"Oui, je suis..." was the successful slogan of an important motor firm. My name is Corinto Marianelli. Corinto a very unusual name, stuck to my like a trade mark. I was born in Rome, in nineteenfortynine, under the sign of Acquarius.
I studied Advertising Graphic Arts at the Institute of Arts, and Scenography at the School of Fine Arts. A love of painting has been my companion since my childhood - I was eleven years old when I tried to reproduce the sky, laying blue thickly on the canvas with a painting brush. The idea of including photographic images in my paintings, ripened at the end of sixties - the years of the School of Fine Arts - and I was fascinated by the Dada movement, and by the anti-art, by intelligent flavour for provocation. Duchamp, Picabia, Arp, Tristan Tzara and Man Ray were my juvenile landmarks. I pay a deep tribute to modern art and to vanguard artists up to Pop Art with Rauschenberg, because they improssed not only my work and my relationship with Art, but my own life too.
In nineteenseventy, when I bought my first camera, a Nikkormat Ftn, I really did not have any knowledge about photography, and stops was something I just heard about. But is was love at first sight. Art, Bauhaus, Gestalt, visual perception and the "Theory of the field" have been my "Nutella".

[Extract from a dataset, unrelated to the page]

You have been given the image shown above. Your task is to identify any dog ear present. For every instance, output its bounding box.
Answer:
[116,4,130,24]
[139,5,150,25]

Photography entered my paintings as an anchor to reality, and as a first reading to the complexity of a work of art, to follow a total involvement in society, very popular at that time. Photography overbearingly entered my life, leaving no doubts as to what destiny was "weaving" for me. I taught Arts in secondary schools, then Photography in vocational schools, until the call for full immersion in what was my true profession, became overwhelming. While photography was disclosing its secrets, I was discovering its economical potential. Painter friends was teachers of the Academy asked me to photograph their paintings for exhibition catalogues. So I started to earn money, and for a student of scenography this was not bad at all. Photography of works of Art, was my first specialization, and from that time on, I worked for hundreds of catalogues, I contributes to the most important galleries and worked whit the greatest contemporary artists.
Reportage, telling stories has remained on the contrary, in the field of expression, of researching, and as I mentioned before,was the anchor to reality, this reality that was melting to the pictorial imprinting, creating an osmosis " Between Painting and Photography" that was the spring board of perception.
"The train of Cage" at the Biennal Exhibition of Venice, 1993; "Week-end : a story", that marks a passage - in the early eighties - from a "public" conception of art, towards a more intimate attitude, but not less disruptive, of the creativity. Still life, Industrial photography and Portrait are my further specializations, and are to-day mainly my work in the studio. I pay special attention to still-life of small and medium sizes, an interesting field requiring, beyond the necessary technical knowledges, a special taste for experimenting and planning skill, to solve situations sometimes impossible, due to the difficulty to find out on the market what we need , and finally, skifulness to give form to the project. The world of still-life is very wide , and includes fields that transform themselves in a specialization within the specialization. In my case the capacity to manage with the problems arising from the specular surfaces, allowed me to go deeper into a further specialization: Photography of watches, where all the technical problems of the photography can be found.
For many years I have contributed to emerging magazines in this field. I can say that it is a connection consolidated through time, but Iam requested for still-life and industrial photos even by advertising agencies. Portrait, on the other hand, needs more reflection. I state immediately my love for this field of photography, that I carry out mostly in the studio, in B/W and printed by me as usual. In the last years, mostly through portrait, I rediscovered and revalued the use of the "theatrical illumination" idea, where shadows and lights, contribute to create an atmosphere imbued whit a strong "artisan" flavour, far from the aseptic light of the bank, that in the eighties makes banal quite a lot of photography. I must say that I used and use the bank, and give thanks to end by suffocate the taste for research, and eventually for freedom and creativity. The last challenge to marvellous instrument that is photography, comes from the computer: so welcome computer. The true danger does not come through this machine through which we are inter-acting, but in the brain of the one who is convinced that the computer is the solution to all problems, that due to magic the ugly photographs, as the ugly duckling, can be transformed into swans. This is a wrong conviction: the computer is, and will always be an instrument (even though extraordinary) to be considered. The most important thing to remember, is that an image is born first of all from the technical and cultural background of the individual. A Leica is not enough to become a Cartier Bresson.
If you get to the end of this self- presentation, I do not know if I have to be content or be afflicted by a sense of guilty, thank you for your attention, and have a good screening, for that very little that internet can give back through photographs.